Lancé en 2006 à Montpellier, ce projet attire les curieux un dimanche par mois, d’octobre à mai, et sauve l’enseigne de la débandade. Une idée originale, inspirée d’un bar parisien lounge . Mais ici, « pas question de se prendre pour une association prétendue caritative qui vise à aider les non-voyants », précise Jérôme. « En réalité, cette formule s’est développée rapidement et a permis de faire du business. Les plats qu’on sert dans cet endroit branché de la Capitale ne sont même pas cuisinés.»
Sur réservation, une trentaine de fins gourmets prend place aux Beaux-Arts dans une mezzanine aux allures baroques, plongée dans l’obscurité totale : briquets et portables confisqués, fenêtres et velux voilés, lustre rouge masqué. Le menu surprise de 40€¬ comprend boissons, entrée, plat, et dessert. La spécialité du chef ? Les macarons au foie gras, incontournables. Les saveurs salées sont préparées à la façon des pâtisseries, en toute subtilité.
« Les barrières sont tombées. »
Didier Rouillard, responsable de l’établissement, s’improvise guide, le temps d’une soirée. Muni de ses lunettes infrarouges avec zoom intégré, il assiste les petits et gros mangeurs dans leur dégustation. Tant pis s’il voit rose pendant deux heures, après son service, l’ambiance conviviale réchauffe les cœurs. Le temps passe vite, les gens parlent fort. « Les barrières sont tombées », remarque Jérôme. Les phrases volent entre les tables. Seul un coin de la pièce reste isolé par un rideau ; surnommée Le tête à tête en amoureux, une table de deux offre un havre de paix intime au milieu du brouhaha.
Le repas terminé, les lumières s’allument. L’équipe dévoile le menu et en surprend plus d’un. Certains confondent la viande et le poisson ; un fournisseur de vin n’a même pas su reconnaître le rouge du blanc.
L’expérience est tentante. Elle suscite le développement des sens de manière ludique. Rien qu’en fermant les yeux, pour retrouver le goût simple des bonnes choses.
La Menèstra
4 rue Bernard Délicieux
Quartier des Beaux-Arts
34000 Montpellier
04 67 79 52 51
« Deux heures, c’est trop court pour se mettre dans la peau d’un aveugle. »
Marie-Eve Leclair, spécialiste en neurobiologie, travaille auprès de personnes souffrant de troubles de la mémoire.
Comment reconnaît-on le goût d’un aliment ?
Lorsque nous mangeons, nous stimulons notre mémoire visuelle. L’enfant commence très tôt à faire l’apprentissage du goût. Quand il croque une pomme pour la première fois, un récepteur du système optique transmet une information visuelle au cerveau. Cette image est associée au goût du fruit, sucré et acidulé.
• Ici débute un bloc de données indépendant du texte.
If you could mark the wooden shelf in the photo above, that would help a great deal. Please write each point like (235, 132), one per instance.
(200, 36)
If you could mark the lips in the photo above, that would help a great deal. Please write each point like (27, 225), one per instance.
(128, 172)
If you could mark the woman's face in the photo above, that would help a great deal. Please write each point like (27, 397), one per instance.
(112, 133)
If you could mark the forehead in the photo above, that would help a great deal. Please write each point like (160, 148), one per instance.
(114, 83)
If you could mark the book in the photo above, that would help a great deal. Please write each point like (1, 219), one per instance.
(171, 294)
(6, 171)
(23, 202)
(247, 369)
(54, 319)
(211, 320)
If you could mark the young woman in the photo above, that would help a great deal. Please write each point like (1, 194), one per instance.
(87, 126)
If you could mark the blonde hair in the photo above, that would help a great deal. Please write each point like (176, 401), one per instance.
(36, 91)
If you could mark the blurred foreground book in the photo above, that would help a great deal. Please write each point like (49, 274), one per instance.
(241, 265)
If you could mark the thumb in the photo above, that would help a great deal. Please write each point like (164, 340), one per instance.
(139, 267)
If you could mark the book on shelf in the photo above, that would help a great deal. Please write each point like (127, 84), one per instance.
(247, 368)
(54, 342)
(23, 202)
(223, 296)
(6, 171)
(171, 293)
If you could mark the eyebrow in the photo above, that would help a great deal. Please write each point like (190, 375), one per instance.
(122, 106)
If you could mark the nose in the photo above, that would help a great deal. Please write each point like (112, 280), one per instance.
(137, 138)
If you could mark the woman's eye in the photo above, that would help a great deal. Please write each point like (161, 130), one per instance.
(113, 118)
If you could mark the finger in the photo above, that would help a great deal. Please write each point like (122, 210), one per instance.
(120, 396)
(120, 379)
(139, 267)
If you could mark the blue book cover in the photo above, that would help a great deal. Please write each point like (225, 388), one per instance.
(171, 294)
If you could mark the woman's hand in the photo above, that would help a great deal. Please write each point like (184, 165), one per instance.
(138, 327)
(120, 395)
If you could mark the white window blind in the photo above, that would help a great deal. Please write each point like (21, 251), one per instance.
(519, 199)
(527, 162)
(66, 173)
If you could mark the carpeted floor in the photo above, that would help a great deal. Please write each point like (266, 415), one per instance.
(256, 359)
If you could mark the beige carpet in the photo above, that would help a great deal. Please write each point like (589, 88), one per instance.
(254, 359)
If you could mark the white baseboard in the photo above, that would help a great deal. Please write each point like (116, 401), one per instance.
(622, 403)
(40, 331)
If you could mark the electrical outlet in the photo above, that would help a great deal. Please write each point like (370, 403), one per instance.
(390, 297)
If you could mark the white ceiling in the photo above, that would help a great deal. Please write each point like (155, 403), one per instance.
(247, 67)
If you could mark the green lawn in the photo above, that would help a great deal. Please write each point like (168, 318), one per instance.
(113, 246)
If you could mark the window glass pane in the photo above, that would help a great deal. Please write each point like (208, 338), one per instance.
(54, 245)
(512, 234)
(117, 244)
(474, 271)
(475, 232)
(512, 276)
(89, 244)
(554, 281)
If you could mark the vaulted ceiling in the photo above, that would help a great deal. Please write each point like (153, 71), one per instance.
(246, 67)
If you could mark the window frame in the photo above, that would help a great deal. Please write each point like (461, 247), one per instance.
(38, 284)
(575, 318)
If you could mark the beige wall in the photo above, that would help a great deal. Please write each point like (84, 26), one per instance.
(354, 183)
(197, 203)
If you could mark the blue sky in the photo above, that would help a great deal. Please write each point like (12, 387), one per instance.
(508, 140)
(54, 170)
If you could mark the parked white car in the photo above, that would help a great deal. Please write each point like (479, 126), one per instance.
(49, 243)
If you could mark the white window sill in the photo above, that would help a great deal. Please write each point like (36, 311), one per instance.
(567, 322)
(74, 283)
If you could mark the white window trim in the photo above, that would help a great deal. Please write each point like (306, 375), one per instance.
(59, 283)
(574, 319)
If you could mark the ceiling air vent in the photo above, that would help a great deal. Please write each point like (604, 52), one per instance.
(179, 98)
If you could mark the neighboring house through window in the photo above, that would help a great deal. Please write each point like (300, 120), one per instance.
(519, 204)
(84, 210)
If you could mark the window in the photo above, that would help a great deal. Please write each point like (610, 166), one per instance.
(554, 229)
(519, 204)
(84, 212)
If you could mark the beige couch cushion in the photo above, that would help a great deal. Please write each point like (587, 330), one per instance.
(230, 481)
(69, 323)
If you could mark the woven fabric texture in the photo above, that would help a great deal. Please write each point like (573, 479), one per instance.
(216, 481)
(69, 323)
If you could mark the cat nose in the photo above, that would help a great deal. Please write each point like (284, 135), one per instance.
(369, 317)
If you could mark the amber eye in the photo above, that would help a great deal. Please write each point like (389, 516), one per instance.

Elle est enregistrée dans la mémoire. L’enfant fera appel à ce souvenir chaque fois qu’il verra une pomme. On appelle ce phénomène un réflexe conditionné.
Que se passe t-il si l’on mange dans l’obscurité ?
Nous ne disposons plus d’information visuelle. La vue prime en général sur les autres sens, donc on perd quelque chose de précieux. Le goût et l’odorat ne sont pas toujours très développés. Il arrive donc parfois que l’on confonde deux aliments bien connus, tels que la viande et le poisson.
Le changement de lumière a-t-il des effets sur le comportement humain ?
Tous nos repères s’envolent : pas seulement la vue, mais aussi l’espace, le temps. On parle plus fort pour combler un vide. C’est aussi désinhibant.
Peut-on ressentir ce que ressent un non-voyant en participant à Dark Experience 2 ?
Deux heures, c’est trop court pour se mettre dans la peau d’un aveugle. Le cerveau d’un non-voyant a été modifié : il est habitué à se concentrer sur les quatre autres sens, qu’il développe à 100%. C’est loin d’être le cas pour la majorité des individus.